Return to Industry

Mar 23, 2026

From time to time, I am asked what I mean by restoring an industrial national state. I speak about it often, because I consider it a meaningful path out of our current malaise—and therefore an absolute priority.

What I have in mind is a state with a high degree of self-reliance (full independence is likely unattainable), where the foundation of the economy is industrial production, and where all major areas of public life are oriented toward supporting that production.

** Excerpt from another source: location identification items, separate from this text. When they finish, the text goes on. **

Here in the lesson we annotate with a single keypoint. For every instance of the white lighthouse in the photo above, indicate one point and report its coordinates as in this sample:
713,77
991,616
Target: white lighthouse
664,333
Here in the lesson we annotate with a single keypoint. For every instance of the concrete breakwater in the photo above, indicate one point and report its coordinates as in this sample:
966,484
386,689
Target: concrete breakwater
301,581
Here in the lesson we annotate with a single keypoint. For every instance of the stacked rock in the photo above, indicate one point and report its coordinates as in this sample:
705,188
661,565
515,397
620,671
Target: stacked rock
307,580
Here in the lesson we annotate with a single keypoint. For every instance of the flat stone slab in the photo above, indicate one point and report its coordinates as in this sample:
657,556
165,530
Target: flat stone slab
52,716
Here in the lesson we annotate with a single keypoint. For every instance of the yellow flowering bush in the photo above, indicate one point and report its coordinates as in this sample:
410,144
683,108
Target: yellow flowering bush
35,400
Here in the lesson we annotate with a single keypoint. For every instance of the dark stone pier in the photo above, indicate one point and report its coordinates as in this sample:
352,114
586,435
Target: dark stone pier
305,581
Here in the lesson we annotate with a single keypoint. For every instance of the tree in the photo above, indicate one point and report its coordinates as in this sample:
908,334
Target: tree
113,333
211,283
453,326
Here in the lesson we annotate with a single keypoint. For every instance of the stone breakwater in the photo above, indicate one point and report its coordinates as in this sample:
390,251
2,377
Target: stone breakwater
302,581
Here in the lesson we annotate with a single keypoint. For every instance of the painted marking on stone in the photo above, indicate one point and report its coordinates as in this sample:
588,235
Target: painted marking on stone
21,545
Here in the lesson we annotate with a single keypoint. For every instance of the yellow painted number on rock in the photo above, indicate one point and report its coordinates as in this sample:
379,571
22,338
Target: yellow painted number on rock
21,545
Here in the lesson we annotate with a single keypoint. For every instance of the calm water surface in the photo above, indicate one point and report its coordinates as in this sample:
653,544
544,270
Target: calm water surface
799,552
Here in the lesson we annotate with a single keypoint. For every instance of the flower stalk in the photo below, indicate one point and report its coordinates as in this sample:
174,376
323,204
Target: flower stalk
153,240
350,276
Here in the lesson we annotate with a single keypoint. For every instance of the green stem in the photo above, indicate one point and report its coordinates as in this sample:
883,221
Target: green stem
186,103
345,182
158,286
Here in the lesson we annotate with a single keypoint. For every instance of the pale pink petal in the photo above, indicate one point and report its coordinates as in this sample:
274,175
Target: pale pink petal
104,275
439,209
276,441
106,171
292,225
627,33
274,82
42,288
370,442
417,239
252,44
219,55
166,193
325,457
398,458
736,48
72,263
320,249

  • Education, for example, exists to produce people capable of working in factories, engineering offices, and the kinds of research institutes that industry actually needs. That means mathematics, logic, and the natural sciences—alongside a strong emphasis on practical training. The coming wave of automation must also be taken into account: we will need more technologists and toolmakers, fewer workers standing directly at the machines.
  • Foreign policy, in turn, must prioritize access to energy, raw materials, and markets.
  • Energy policy must ensure an ample supply of affordable power for industrial enterprises.
  • The financial sector should be structured so that it serves the real economy to the greatest extent possible.
  • Housing policy should make it easy for people to move to wherever productive work—factories, above all—is actually located.
  • Environmental protection should preserve designated natural reserves, but outside of them, it must not become an obstacle to industrial development.
  • And defense procurement should, first and foremost, strengthen and expand domestic manufacturing capacity.

And so on.

There is nothing particularly novel about this. For roughly a century and a half, this is how European nations functioned—and during that time, they reached the pinnacle of civilization. Then came a generation of clever theorists with ideas like the “service economy,” and within a single generation we slid from that peak toward the edge of decline.

The old system cannot be restored in its entirety. But its core principle can: to be productive, to be useful. Be useful, be productive—and the rest will follow.